Date
4-7-2026
Department
School of Education
Degree
Doctor of Philosophy in Education (PhD)
Chair
Constance Pearson
Keywords
explicit writing, foundational reading skills, cognitive load, schema, writing process, writing and reading connections, writing process
Disciplines
Curriculum and Instruction
Recommended Citation
Shenk, Jamie, "Teachers’ Perceptions of How Daily Explicit Writing Instruction May Contribute to Early Foundational Reading Skills: A Case Study" (2026). Doctoral Dissertations and Projects. 8057.

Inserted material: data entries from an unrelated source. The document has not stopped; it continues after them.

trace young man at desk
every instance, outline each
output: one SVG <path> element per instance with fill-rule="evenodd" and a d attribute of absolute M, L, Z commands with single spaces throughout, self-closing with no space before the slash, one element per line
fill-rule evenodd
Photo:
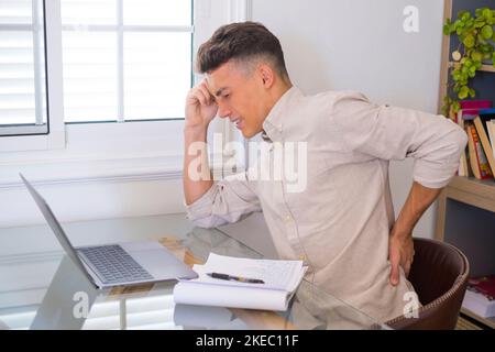
<path fill-rule="evenodd" d="M 263 211 L 280 258 L 304 260 L 309 280 L 382 321 L 403 315 L 414 292 L 413 229 L 455 174 L 466 144 L 462 129 L 355 91 L 305 96 L 290 82 L 278 40 L 258 23 L 217 30 L 199 48 L 197 67 L 206 78 L 186 99 L 189 219 L 208 228 Z M 248 173 L 213 182 L 206 142 L 217 114 L 246 139 L 262 133 L 263 143 L 305 143 L 306 187 L 288 191 L 284 179 Z M 415 158 L 414 184 L 395 219 L 388 163 L 405 157 Z M 198 169 L 200 178 L 191 175 Z"/>

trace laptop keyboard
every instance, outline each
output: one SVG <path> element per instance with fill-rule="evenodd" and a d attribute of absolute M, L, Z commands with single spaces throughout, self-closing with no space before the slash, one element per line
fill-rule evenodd
<path fill-rule="evenodd" d="M 103 284 L 132 283 L 153 278 L 118 244 L 78 249 L 78 252 L 81 252 L 92 264 Z"/>

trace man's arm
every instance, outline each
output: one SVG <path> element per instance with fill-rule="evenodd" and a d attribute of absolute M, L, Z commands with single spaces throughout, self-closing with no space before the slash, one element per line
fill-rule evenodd
<path fill-rule="evenodd" d="M 406 277 L 409 275 L 414 261 L 413 229 L 428 207 L 438 198 L 442 188 L 428 188 L 419 183 L 413 183 L 409 196 L 392 228 L 388 242 L 388 258 L 392 264 L 391 283 L 399 283 L 399 266 L 404 268 Z"/>
<path fill-rule="evenodd" d="M 184 196 L 187 218 L 201 228 L 237 222 L 253 211 L 261 211 L 260 200 L 248 179 L 213 183 L 208 165 L 207 132 L 217 111 L 217 102 L 206 81 L 187 95 Z"/>
<path fill-rule="evenodd" d="M 414 226 L 454 176 L 468 136 L 442 116 L 378 106 L 359 92 L 343 92 L 332 112 L 332 127 L 348 151 L 382 160 L 415 160 L 415 184 L 389 234 L 391 283 L 397 285 L 398 265 L 406 275 L 410 268 Z"/>
<path fill-rule="evenodd" d="M 205 80 L 187 95 L 183 180 L 188 206 L 201 198 L 213 185 L 208 165 L 207 132 L 217 110 L 218 106 Z"/>

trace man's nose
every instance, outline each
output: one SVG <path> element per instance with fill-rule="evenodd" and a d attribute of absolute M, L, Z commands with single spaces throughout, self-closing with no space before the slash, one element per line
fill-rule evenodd
<path fill-rule="evenodd" d="M 229 118 L 232 114 L 229 108 L 219 105 L 218 107 L 218 116 L 222 119 Z"/>

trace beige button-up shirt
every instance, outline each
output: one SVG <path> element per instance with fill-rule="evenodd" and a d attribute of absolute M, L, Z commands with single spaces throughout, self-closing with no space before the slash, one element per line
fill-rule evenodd
<path fill-rule="evenodd" d="M 188 218 L 210 228 L 263 211 L 280 258 L 304 258 L 309 280 L 378 320 L 403 315 L 414 288 L 404 272 L 398 286 L 389 284 L 388 163 L 414 157 L 416 182 L 444 187 L 465 133 L 442 116 L 374 105 L 359 92 L 304 96 L 296 87 L 263 128 L 273 143 L 306 142 L 305 189 L 288 191 L 284 178 L 245 173 L 216 183 L 187 207 Z"/>

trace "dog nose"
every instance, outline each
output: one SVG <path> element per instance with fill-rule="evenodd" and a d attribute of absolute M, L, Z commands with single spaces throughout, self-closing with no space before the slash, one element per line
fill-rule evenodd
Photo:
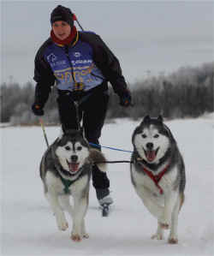
<path fill-rule="evenodd" d="M 147 143 L 146 146 L 147 149 L 149 149 L 149 150 L 152 150 L 154 146 L 153 143 L 152 143 L 152 142 Z"/>
<path fill-rule="evenodd" d="M 71 158 L 72 162 L 76 162 L 77 159 L 78 159 L 78 157 L 76 155 L 73 155 L 73 156 L 70 157 L 70 158 Z"/>

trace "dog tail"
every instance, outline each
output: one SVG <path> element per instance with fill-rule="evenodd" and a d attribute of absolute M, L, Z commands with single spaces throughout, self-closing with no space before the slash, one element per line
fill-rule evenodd
<path fill-rule="evenodd" d="M 98 165 L 101 171 L 106 171 L 106 158 L 100 151 L 90 149 L 89 158 L 92 161 L 92 163 Z"/>

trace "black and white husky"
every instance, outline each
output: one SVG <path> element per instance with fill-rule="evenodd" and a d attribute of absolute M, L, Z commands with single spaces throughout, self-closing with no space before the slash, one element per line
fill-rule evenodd
<path fill-rule="evenodd" d="M 103 154 L 90 148 L 80 132 L 68 130 L 45 152 L 40 164 L 45 194 L 60 230 L 68 228 L 63 210 L 73 219 L 71 239 L 87 238 L 84 217 L 88 206 L 89 181 L 93 163 L 104 162 Z M 104 164 L 99 168 L 104 171 Z M 74 205 L 69 202 L 73 196 Z"/>
<path fill-rule="evenodd" d="M 146 116 L 132 137 L 134 152 L 131 180 L 148 211 L 158 218 L 152 238 L 163 239 L 170 229 L 169 243 L 178 242 L 178 213 L 184 200 L 186 183 L 182 157 L 169 128 L 160 116 Z"/>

https://digitalcommons.liberty.edu/doctoral/8057
Abstract
The purpose of this single case study was to explore how K-3 elementary teachers’ perceptions of how daily writing instruction contributes to early foundational reading skills. The theories guiding this study were Sweller’s cognitive load study and Bartlett’s schema theory. The central research question was: How do educators perceive connections between an explicit, daily writing approach and its influence on foundational reading skills? A single case study was used for this research in order to focus on K-3 teachers who had completed a one-year study on explicit writing instruction. The participants were 12 K-3 teachers in one Title I school who taught foundational reading skills and had daily writing instruction. Interviews, observations, and document analysis were the data collection strategies used in this study. Using these data sets, a triangulation of the themes, subthemes, and codes revealed the contribution of daily writing instruction to foundational reading skills based on teacher perception. This single case study yielded the results that educators perceived connections between reading and writing, finding them reciprocal skills, but did not perceive connections from their writing instruction to reading, foundational skills. Instead they perceived that these reciprocal skills were built from the foundation of reading skills to assist with writing skills.